Bahkan kami pun hanya memperkerjakan pegawai di rumah kami dengan upah yang sewajarnya.
*
Dulu aku pernah menabrak seorang anak kecil hingga tewas dan aku malah tetap melaju kencang tanpa menoleh kebelakang apalagi berhenti dan turun dari kendaraan.
Aku pun membebaskan kedua anak laki-lakiku untuk bergaul dengan siapa saja, bahkan pulang hingga larut malam pun aku tidak melarangnya.
Dan terakhir istriku.
Aku sudah salah mengira. Ternyata wanita yang selama ini aku banggakan malah menjadi tombak tumpul yang tidak ada gunanya lagi, terlebih untuk anak-anakku.
*
Aku hanya menatap mata mereka yang penuh harapan kosong dari sini, dengan perasaan yang penuh penyesalan. Kenapa aku melupakan hal-hal kecil yang ternyata dampaknya sangat besar dalam kehidupan keluargaku saat ini.
*
Tuhan, jika aku diizinkan untuk kembali hidup, aku akan memperbaiki semuanya. Aku akan menjadi manusia yang pandai bersyukur. Tidak peduli keluarga kami sedang dalam keadaan susah ataupun senang, ucapan syukur akan selalu kami panjatkan. Bahagia tidak harus dengan berlimpahnya harta, selama napas masih adapun itu nikmat yang sudah melebihi kebahagiaan yang Engkau berikan.
***
Ternyata itu semua hanya mimpi.
Aku pun terbangun dari koma selama seminggu.

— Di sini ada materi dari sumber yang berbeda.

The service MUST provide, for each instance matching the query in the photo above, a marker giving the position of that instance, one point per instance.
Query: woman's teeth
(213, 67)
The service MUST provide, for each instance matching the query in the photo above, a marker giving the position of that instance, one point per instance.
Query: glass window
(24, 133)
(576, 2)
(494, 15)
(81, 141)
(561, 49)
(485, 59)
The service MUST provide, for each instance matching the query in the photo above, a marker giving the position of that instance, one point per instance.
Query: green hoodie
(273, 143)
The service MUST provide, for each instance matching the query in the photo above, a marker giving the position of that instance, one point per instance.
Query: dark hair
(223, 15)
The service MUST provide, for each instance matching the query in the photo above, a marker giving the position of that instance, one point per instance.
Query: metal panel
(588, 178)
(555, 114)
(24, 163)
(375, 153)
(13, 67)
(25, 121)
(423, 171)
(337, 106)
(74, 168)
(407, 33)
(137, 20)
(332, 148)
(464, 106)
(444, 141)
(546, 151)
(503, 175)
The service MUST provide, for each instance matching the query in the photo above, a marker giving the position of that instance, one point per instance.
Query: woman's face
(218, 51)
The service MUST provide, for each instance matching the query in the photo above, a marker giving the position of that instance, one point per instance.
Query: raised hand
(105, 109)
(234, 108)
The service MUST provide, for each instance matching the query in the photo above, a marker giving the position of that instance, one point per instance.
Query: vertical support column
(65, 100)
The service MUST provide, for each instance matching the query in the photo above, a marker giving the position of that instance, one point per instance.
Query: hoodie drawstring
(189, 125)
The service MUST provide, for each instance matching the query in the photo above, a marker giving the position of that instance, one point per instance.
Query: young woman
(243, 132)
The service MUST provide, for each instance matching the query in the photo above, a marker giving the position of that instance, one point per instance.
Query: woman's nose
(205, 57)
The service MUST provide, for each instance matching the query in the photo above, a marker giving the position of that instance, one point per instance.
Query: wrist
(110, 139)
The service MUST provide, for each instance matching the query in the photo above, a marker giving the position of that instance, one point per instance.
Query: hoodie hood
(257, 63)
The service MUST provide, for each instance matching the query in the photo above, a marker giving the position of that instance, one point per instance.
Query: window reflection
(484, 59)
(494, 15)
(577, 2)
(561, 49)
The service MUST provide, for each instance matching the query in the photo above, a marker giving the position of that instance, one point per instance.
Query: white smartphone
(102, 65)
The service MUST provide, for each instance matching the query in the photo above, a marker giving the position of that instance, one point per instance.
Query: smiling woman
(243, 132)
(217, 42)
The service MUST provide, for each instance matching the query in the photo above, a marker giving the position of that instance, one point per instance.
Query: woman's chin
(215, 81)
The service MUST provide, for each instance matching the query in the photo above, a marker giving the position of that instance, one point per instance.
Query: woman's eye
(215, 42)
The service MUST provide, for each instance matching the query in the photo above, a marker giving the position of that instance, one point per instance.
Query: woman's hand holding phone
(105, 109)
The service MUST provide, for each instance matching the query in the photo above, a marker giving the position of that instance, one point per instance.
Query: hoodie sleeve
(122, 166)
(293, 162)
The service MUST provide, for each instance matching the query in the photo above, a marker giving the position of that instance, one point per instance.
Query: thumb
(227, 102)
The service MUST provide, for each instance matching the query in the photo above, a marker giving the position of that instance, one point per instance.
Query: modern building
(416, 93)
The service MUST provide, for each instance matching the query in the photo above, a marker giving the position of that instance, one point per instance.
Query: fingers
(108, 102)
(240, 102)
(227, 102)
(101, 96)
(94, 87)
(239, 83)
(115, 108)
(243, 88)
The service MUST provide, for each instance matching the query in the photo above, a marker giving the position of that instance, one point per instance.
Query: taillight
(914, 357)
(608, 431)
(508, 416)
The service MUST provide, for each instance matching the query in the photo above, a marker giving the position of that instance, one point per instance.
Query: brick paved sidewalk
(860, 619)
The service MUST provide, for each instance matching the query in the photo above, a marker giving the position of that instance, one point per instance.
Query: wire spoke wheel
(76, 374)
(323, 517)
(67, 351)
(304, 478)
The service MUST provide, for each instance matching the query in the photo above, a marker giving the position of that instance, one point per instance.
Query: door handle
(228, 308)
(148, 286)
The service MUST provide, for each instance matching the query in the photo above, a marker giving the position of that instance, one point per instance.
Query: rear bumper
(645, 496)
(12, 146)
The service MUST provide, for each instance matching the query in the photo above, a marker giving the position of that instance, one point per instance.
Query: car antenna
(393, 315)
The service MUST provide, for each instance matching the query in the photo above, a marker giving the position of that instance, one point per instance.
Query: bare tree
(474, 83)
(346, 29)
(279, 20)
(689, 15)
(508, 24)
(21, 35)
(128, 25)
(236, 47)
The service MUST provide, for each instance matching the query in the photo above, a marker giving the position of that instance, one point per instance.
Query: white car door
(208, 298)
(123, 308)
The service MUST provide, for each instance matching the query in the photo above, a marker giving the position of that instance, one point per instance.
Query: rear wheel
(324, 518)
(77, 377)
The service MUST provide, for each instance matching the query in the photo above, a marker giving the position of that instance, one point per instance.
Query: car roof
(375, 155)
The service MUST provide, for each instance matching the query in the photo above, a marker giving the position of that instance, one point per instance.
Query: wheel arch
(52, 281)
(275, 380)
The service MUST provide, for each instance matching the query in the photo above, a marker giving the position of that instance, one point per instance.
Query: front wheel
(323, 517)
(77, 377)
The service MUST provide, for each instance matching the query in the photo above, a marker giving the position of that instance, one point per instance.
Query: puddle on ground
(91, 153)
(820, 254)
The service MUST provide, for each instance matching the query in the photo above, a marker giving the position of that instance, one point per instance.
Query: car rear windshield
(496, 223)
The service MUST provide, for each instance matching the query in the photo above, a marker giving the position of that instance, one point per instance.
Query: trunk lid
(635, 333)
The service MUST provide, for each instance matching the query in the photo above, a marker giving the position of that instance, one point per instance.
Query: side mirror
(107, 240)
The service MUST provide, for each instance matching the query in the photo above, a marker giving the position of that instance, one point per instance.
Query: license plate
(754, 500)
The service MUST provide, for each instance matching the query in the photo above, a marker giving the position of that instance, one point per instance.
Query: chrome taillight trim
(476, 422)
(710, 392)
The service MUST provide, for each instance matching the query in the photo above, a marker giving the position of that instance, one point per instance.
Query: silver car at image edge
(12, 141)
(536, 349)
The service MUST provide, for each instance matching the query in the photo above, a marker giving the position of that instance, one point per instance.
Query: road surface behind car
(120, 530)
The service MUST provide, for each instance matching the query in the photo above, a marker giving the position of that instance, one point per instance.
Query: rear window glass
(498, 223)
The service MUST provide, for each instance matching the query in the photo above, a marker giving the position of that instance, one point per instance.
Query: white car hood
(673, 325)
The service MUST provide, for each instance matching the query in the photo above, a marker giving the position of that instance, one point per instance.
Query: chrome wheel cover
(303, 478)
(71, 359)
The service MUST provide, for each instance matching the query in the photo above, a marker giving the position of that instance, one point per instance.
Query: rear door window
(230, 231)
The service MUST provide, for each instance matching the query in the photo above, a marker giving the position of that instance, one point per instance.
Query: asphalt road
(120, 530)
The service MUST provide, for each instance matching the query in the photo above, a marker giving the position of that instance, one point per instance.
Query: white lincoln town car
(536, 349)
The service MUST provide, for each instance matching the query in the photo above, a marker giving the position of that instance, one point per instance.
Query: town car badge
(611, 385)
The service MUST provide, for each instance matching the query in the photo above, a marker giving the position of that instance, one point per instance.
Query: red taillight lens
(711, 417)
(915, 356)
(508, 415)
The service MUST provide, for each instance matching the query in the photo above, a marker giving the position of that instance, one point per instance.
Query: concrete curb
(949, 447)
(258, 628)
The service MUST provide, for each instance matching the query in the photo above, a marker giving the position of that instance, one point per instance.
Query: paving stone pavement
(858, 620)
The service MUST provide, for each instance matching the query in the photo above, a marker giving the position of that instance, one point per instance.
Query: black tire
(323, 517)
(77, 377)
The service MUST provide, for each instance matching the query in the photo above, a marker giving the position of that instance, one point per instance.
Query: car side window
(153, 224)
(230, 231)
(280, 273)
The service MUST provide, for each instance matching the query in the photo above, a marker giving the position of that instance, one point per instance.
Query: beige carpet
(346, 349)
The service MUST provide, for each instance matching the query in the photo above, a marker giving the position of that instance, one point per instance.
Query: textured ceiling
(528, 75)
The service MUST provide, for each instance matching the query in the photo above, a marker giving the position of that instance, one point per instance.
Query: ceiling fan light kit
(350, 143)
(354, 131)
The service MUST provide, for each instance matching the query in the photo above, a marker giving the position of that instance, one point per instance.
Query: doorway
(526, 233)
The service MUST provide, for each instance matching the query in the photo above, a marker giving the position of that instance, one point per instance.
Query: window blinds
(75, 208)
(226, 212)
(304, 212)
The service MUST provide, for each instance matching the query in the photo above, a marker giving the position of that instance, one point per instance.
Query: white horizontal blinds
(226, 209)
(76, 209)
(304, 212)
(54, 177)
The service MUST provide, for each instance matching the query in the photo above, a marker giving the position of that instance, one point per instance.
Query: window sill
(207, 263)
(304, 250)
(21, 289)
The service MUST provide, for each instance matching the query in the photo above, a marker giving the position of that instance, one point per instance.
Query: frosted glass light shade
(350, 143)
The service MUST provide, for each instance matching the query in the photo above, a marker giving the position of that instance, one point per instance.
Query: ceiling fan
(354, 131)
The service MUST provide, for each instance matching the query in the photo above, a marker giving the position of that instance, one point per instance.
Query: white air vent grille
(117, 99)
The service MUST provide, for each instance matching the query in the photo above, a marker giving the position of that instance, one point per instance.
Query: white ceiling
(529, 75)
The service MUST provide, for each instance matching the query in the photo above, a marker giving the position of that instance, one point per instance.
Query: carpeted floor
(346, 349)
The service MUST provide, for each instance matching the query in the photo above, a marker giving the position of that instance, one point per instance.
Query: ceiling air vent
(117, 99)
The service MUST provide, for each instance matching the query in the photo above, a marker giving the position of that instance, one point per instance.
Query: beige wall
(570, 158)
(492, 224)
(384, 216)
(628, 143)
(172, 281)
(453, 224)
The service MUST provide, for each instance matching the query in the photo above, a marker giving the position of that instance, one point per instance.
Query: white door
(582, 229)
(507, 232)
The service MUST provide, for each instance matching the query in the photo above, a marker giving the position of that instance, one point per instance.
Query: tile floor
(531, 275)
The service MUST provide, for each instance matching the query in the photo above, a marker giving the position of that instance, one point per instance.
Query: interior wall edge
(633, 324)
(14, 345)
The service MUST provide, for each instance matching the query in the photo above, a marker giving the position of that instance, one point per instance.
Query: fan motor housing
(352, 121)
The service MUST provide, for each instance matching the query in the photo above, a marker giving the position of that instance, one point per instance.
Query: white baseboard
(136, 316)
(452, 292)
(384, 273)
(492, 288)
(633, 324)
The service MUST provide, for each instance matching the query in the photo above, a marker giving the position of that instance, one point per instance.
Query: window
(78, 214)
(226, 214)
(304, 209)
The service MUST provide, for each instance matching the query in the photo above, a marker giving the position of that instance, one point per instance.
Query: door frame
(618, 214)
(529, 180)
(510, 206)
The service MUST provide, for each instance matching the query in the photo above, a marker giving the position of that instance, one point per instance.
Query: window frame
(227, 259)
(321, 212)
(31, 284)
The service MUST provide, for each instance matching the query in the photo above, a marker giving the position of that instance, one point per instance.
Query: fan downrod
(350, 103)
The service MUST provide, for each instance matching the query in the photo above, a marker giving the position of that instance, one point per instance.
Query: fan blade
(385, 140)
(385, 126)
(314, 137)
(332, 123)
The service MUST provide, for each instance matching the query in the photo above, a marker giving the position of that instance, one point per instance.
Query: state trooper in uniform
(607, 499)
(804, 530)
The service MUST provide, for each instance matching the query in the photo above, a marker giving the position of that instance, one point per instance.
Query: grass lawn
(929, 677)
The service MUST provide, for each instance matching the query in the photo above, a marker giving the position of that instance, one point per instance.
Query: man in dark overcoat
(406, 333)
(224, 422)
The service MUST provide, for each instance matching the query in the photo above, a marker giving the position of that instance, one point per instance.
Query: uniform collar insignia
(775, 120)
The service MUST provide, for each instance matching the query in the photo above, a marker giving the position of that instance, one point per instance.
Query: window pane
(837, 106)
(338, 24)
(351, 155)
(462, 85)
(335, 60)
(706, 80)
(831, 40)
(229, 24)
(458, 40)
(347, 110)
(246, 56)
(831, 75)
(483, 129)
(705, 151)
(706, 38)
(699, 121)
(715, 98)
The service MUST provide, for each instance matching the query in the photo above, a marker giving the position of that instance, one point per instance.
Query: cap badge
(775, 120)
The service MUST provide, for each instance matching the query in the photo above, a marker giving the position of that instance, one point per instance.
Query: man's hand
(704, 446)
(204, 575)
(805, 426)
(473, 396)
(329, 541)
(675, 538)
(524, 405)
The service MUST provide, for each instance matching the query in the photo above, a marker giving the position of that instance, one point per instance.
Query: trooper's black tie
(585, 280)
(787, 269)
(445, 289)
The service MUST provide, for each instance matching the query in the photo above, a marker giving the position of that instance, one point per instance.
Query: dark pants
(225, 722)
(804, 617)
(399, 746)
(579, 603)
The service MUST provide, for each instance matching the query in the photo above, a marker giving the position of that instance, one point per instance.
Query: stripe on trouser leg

Katanya karena terjatuh dari tangga rumah. Sudah seminggu aku terbaring dirumah sakit.
Istri dan ketiga anakku yang dengan sabarnya setia ada di sampingku
Bahkan ditambah seorang cucu pertamaku. Anak keduaku yang ditemani calon istrinya. Anak terakhirku dengan bangga memperlihatkan nilai kelulusannya yang sangat bagus, yang sudah pasti akan diterima di sebuah univeritas ternama di luar negeri.
Terima kasih Tuhan, Engkau memberi gambaran jika aku lupa bersyukur akan seperti apa jadinya.
Tidak akan pernah aku sia-siakan kesempatan hidup ini.
Aku akan mempergunakan waktu ini sebaik-baiknya.
Karena hidup akan lebih bahagia jika selalu bersyukur.
Janji masa kecilku untuk membangun sebuah Keluarga Pelangi yang penuh warna nan indah juga bahagia akan aku wujudkan.